養子縁組と相続税

あっという間に2023年9月も終わってしまいました。。

東京はだいぶ涼しくなってきましたね。

前回は、相続税の連帯納付義務について書きましたが、今回は、養子縁組と相続税の関係について書いてみようと思います。

相続税は、相続財産を取得した人が、その取得した財産の価額に応じて支払うべき税額を計算します。

ただし、相続税には基礎控除が定められているので、相続財産が基礎控除の額の範囲内であれば、相続税申告が不要です。

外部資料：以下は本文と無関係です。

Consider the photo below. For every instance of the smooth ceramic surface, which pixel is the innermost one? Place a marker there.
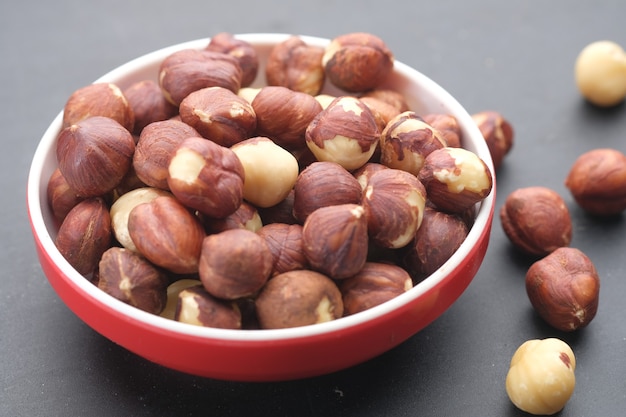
(262, 355)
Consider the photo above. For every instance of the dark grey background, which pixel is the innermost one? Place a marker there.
(516, 58)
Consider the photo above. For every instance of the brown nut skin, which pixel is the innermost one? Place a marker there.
(207, 177)
(245, 217)
(455, 179)
(394, 202)
(85, 235)
(323, 184)
(335, 241)
(536, 220)
(196, 306)
(156, 145)
(285, 243)
(438, 237)
(188, 70)
(345, 132)
(298, 298)
(357, 62)
(407, 140)
(234, 264)
(564, 289)
(219, 114)
(167, 234)
(498, 133)
(148, 104)
(284, 115)
(375, 284)
(94, 155)
(597, 181)
(61, 198)
(130, 278)
(242, 51)
(297, 66)
(447, 125)
(99, 99)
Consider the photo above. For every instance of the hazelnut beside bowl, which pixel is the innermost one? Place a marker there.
(272, 354)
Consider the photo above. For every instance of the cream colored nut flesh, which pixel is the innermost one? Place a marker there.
(600, 73)
(541, 377)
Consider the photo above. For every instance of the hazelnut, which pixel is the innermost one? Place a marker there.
(242, 51)
(218, 114)
(175, 288)
(279, 213)
(94, 155)
(298, 298)
(600, 73)
(245, 217)
(536, 220)
(323, 184)
(235, 263)
(406, 141)
(156, 145)
(448, 127)
(383, 112)
(394, 203)
(85, 234)
(498, 134)
(130, 278)
(335, 240)
(270, 171)
(196, 306)
(597, 181)
(99, 99)
(285, 244)
(61, 198)
(283, 115)
(391, 97)
(455, 179)
(564, 289)
(207, 177)
(148, 104)
(188, 70)
(297, 66)
(437, 239)
(357, 61)
(345, 132)
(167, 234)
(364, 173)
(541, 376)
(121, 208)
(374, 284)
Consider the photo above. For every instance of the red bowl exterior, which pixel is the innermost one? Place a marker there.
(268, 360)
(285, 354)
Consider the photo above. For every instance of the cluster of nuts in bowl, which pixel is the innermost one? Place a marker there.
(210, 202)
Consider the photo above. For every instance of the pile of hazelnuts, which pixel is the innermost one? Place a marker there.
(211, 202)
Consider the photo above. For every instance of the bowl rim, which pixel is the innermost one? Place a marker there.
(36, 198)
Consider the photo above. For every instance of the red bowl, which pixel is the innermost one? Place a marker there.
(263, 355)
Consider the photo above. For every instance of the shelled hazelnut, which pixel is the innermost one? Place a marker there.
(94, 155)
(406, 141)
(564, 289)
(597, 181)
(536, 220)
(541, 376)
(130, 278)
(242, 51)
(298, 298)
(297, 66)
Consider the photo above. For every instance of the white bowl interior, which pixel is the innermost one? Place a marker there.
(423, 95)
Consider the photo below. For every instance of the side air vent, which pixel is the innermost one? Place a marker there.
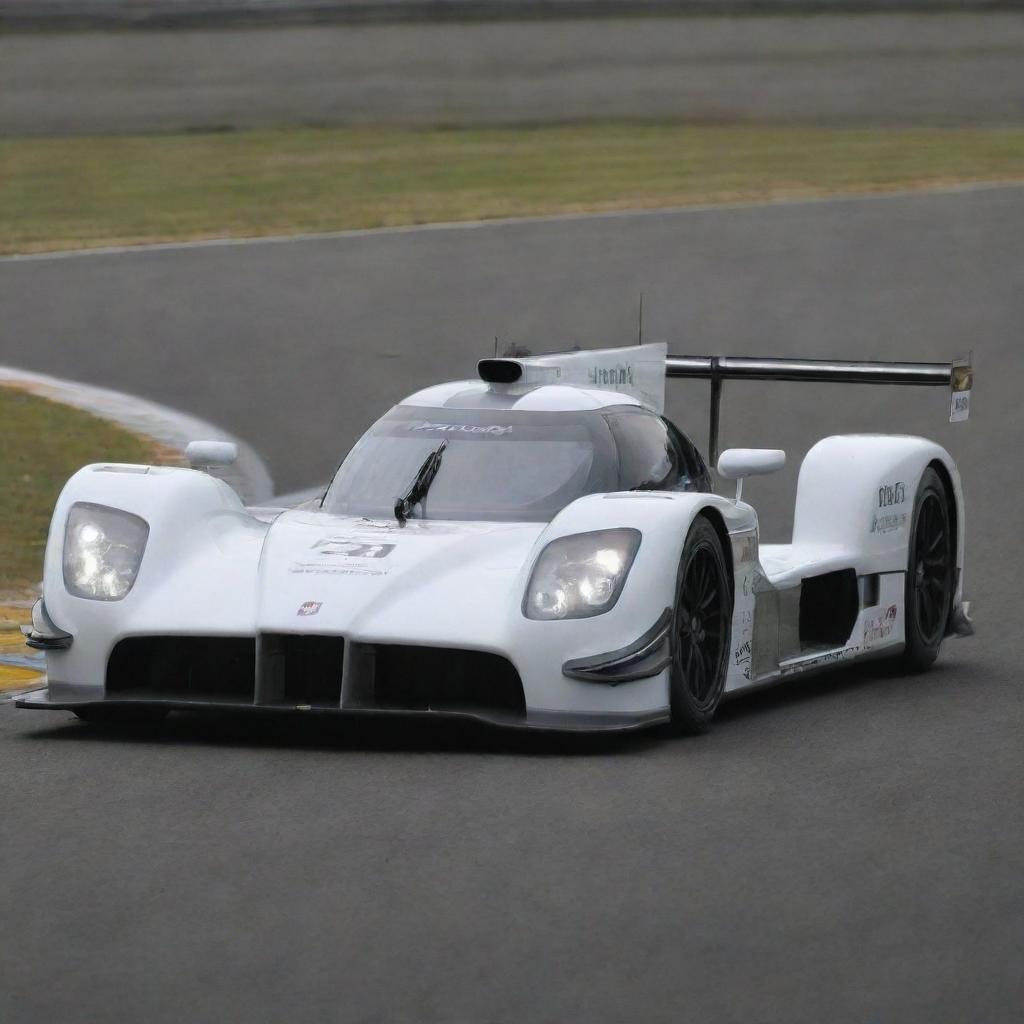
(500, 371)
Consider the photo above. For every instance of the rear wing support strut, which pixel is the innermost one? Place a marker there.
(956, 375)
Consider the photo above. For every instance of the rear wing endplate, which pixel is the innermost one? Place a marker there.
(957, 376)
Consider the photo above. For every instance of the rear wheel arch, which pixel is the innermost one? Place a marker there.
(947, 483)
(715, 518)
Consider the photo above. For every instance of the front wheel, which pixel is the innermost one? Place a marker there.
(700, 630)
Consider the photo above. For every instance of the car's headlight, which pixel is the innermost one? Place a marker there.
(581, 576)
(102, 551)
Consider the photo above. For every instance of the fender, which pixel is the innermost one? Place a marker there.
(198, 571)
(856, 492)
(664, 519)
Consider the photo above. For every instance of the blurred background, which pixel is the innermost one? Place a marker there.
(190, 198)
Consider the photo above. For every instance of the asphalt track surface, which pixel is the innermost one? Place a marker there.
(842, 849)
(938, 68)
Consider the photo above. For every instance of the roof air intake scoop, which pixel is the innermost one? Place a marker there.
(637, 371)
(500, 371)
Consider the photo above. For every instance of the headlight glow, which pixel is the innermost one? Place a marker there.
(102, 551)
(581, 576)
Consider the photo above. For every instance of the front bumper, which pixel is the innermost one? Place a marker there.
(73, 698)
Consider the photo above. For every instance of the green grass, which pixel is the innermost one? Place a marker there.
(44, 443)
(70, 193)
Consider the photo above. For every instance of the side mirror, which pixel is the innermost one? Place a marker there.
(736, 464)
(202, 455)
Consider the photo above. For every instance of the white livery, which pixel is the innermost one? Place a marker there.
(537, 548)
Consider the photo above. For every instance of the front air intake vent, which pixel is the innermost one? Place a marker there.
(395, 676)
(207, 670)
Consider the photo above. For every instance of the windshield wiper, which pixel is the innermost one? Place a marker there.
(404, 505)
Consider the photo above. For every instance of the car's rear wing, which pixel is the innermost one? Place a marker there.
(642, 370)
(957, 376)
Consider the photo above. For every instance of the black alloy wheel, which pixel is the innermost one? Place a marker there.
(930, 573)
(700, 629)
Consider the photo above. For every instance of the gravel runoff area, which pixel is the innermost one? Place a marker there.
(847, 849)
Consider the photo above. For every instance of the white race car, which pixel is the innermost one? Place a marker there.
(537, 548)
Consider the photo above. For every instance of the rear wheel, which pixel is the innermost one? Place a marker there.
(700, 630)
(930, 573)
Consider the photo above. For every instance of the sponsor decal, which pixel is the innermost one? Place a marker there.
(892, 494)
(888, 521)
(741, 657)
(833, 657)
(960, 397)
(882, 626)
(325, 568)
(347, 547)
(611, 376)
(462, 428)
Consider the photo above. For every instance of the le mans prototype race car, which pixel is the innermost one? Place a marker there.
(537, 548)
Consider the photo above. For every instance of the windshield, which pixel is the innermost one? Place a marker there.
(499, 465)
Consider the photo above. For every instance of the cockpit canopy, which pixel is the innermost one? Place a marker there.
(512, 466)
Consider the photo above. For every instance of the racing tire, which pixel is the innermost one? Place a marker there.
(700, 630)
(930, 573)
(122, 718)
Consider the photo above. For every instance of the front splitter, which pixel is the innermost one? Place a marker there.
(538, 721)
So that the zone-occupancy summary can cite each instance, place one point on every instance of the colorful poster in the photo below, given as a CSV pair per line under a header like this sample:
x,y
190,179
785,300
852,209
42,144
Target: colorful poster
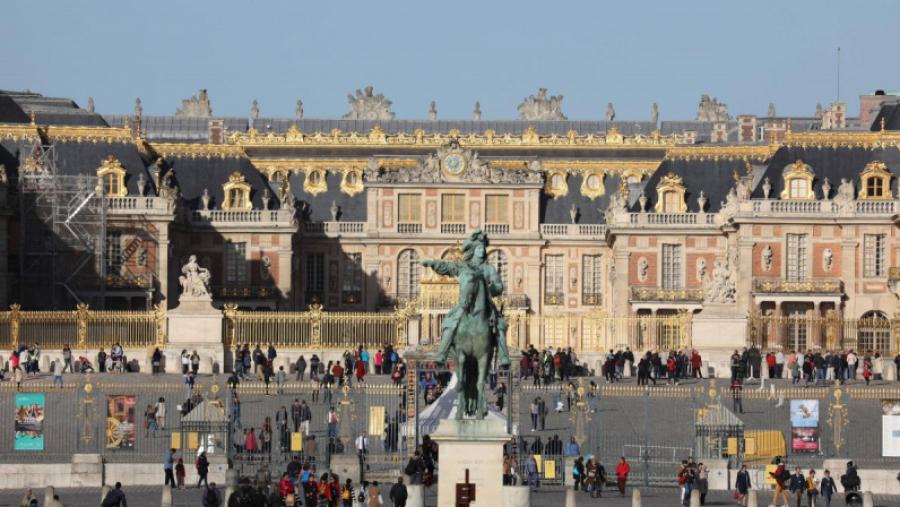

相続財産が基礎控除の額の範囲内の場合は、相続税を支払う必要はありません。

他方、基礎控除額を超える相続財産がある場合は、原則として相続税の申告と納税が必要になります。

相続税の基礎控除額は、「3,000万円+600万円×法定相続人の人数」で計算します。

つまり、法定相続人が1人増えれば、600万円の基礎控除額が増えるということになります。

養子縁組というのは、血縁関係がない人とも親子関係を発生させる制度をいいます。

養子縁組をすることで、養子は実子と同じように養親の法定相続人となりますので、相続権を有することになります。

養子縁組を行って法定相続人を増やすことによって、相続税の基礎控除額が増えますので、この点が相続税対策としてメリットがあることになります。

また、養子縁組のメリットとして、相続が発生したときの生命保険金の非課税枠が増えるということが挙げられます。

生命保険金や死亡退職金にも非課税枠があり、その非課税枠は、「500万円×法定相続人の人数」で計算します。

養子縁組を行って法定相続人を増やすことによって、相続税の生命保険金や死亡退職金の非課税枠が増えますので、この点が相続税対策としてメリットがあることになります。

もっとも、養子縁組をすることで基礎控除額が増えたり、生命保険金や死亡退職金の非課税枠が増えるのですが、無限に人数を増やせるわけではありません。

相続税法上では法定相続人が増える人数には制限がかけられています。

被相続人に実子がいる場合は、養子が法定相続人としてカウントされるのは1名だけです。

また、被相続人に実子がいない場合には、2名の養子までが法定相続人として認められることになっています。

養子を無限に増やして相続税対策ができるわけではないことに注意が必要です。